Archivist Tristram Clarke said the letters reveal that some people sincerely believed there was a monster in the loch — though the cool response from the government suggests there were plenty of detractors. If nothing else, Clarke said the Fraser letter proves that the police were under pressure to protect the monster — whatever it was.
Fraser's letter to officials in London warned that he feared hunters Peter Kent and Marion Stirling were "determined to catch the monster dead or alive" and planned to use a "special harpoon gun."
Kent was preparing a major operation including 20 experienced hunters and Fraser said he warned of the "desirability of having the creature left alone."
The idea didn't get very far in the end. The files show that it was deemed better not to kill the monster — or the myth — by stationing cameras or observers around the lake.
Though the sightings proved to be hoaxes, they didn't stop a Nessie-spotting tourism industry from springing up, together with three-humped cuddle toys, T-shirts and mugs.
"I think Nessie is such an iconic part of Scotland," Clarke said. "The legend lives on. It's almost part of Scotland's identity."
Though the number of sightings has tailed off recently, devoted believers continue to scour the loch.
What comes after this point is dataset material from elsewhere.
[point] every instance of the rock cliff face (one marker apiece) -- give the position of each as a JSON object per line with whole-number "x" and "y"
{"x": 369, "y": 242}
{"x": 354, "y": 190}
Gary Campbell of the Official Loch Ness monster club lives in hope of finding Nessie one day.
"Fourteen years ago I saw a hump break the water on the loch, I took a double take and then more of it appeared," he said. "I haven't seen anything since, but I keep looking. It probably cost me my social life."
The faithful have long speculated about what the monster is. Some suggest a completely unknown species, or a sturgeon, or even a last surviving dinosaur.
"The reason why the Nessie myth persists is it such a good story," said Lee Barron, a lecturer in media and culture at Northumbria University. "We get a sense of wonder out of the 'what ifs' of it all.
"There are lots of monster in the lake myths around the globe, including the U.S. and Europe, but because of the sightings, the fake photos and the romance of Loch Ness, Nessie is the greatest of them all."